38im Einzelnen zu entnehmen, worum es sich bei der automatisierten Eingangsbestätigung sowie dem Übermittlungs- und Prüfprotokoll handelt. Ausgeführt wird hierzu u.a.:
39"Während die Eingangsbestätigung durch den Justizserver erzeugt und an den Absender übermittelt wird, wird das Prüfprotokoll durch den eigenen Server erstellt. Es gibt Auskunft darüber, ob die Nachricht und alle angefügten Signaturen integer sind bzw. ob ordnungsgemäße Signaturen vorliegen.", vgl. https://www.brak.de/fileadmin/05_zur_rechtspolitik/newsletter/bea-newsletter/2019/ausgabe-31-2019-v-17102019.html (letzter Abruf: 7. März 2022).
40Sofern sich der Prozessbevollmächtigte auf die grüne Unterlegung und die Häkchen in der beA Nachricht 105245007 unter der Überschrift "Prüfprotokoll" und "Signaturprüfungen" beruft, ist insofern darauf hinzuweisen, dass diese über den Versendungsstatus eines Schriftsatzes an das Gericht keine Aussage treffen (können). Sofern in dem Prüfprotokoll ein "Eingang auf dem Server" vermerkt ist, handelt es sich nicht um den Server des Gerichts, sondern um den Server des beA.
41Der Prozessbevollmächtigte der Kläger kann sich schließlich auch nicht erfolgreich darauf berufen, die von ihm auch für den Versand von Schriftsätzen verwendete Software "d." vermittle den Eindruck einer erfolgreichen Übermittlung, indem am Ende der Bearbeitung ein Fenster mit dem Text "Versand im Hintergrund erfolgreich" erscheine. Der online auf der Webseite des Softwareherstellers veröffentlichten Anleitung "d. beA-Schnittstelle" ist unter der Überschrift "Erfolgskontrolle" ausdrücklich zu entnehmen, dass eine genaue Überprüfung des Versendungsstatuts per Schnittstelle mit dieser Software nicht möglich ist und der Nutzer daher stets im Postausgang des beA nachsehen solle, ob der Versand erfolgreich war.

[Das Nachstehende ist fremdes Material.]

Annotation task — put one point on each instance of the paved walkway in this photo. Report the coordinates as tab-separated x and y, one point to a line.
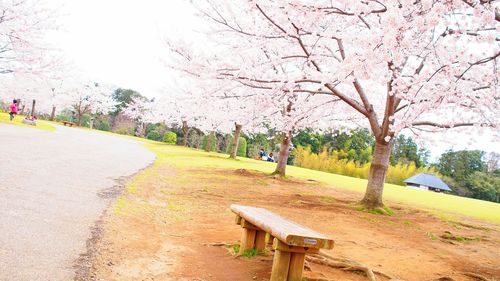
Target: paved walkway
51	186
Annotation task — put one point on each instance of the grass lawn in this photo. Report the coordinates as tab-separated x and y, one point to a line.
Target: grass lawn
40	124
443	205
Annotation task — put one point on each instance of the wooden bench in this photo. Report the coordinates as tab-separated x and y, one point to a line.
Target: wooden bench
290	241
67	123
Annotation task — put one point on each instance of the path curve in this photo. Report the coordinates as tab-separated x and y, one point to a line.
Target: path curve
49	195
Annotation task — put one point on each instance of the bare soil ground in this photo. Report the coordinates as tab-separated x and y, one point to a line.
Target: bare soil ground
160	232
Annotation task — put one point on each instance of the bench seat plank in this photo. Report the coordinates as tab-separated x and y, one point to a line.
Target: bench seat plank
284	230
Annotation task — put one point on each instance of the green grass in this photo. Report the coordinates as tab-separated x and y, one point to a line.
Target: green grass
444	205
40	124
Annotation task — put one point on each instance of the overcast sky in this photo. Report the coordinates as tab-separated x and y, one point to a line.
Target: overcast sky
121	42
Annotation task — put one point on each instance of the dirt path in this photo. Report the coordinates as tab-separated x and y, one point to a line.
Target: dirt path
159	231
53	187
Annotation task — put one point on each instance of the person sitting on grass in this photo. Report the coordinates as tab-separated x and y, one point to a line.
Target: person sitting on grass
13	109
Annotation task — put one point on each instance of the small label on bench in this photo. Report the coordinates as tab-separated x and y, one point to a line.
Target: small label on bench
310	241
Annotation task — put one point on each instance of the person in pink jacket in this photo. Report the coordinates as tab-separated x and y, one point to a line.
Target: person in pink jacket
13	109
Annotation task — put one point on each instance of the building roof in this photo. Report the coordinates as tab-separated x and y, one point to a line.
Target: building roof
428	180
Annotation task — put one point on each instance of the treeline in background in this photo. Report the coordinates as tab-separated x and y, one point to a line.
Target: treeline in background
472	174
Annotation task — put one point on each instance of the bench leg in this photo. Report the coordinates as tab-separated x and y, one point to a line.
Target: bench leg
296	267
260	240
247	240
269	239
281	263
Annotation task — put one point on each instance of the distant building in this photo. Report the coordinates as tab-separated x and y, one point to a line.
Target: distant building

42Vgl. "Anleitung d. beA-Schnittstelle" vom 28. November 2018, abrufbar unter xxx (letzter Abruf: 7. März 2022).
43Wird gleichwohl der Versand eines fristgebundenen Schriftsatzes über die beA-Schnittstelle dieser Software vorgenommen, ohne eine weitere Ausgangskontrolle durchzuführen, entspricht dies schuldhaft nicht der gebotenen anwaltlichen Sorgfalt.
44Die Kostenentscheidung folgt aus § 154 Abs. 1 VwGO i.V.m. § 83b AsylG. Die Entscheidung über die vorläufige Vollstreckbarkeit beruht auf § 167 VwGO i.V.m. §§ 708 Nr. 11, 711, 709 Satz 2 ZPO.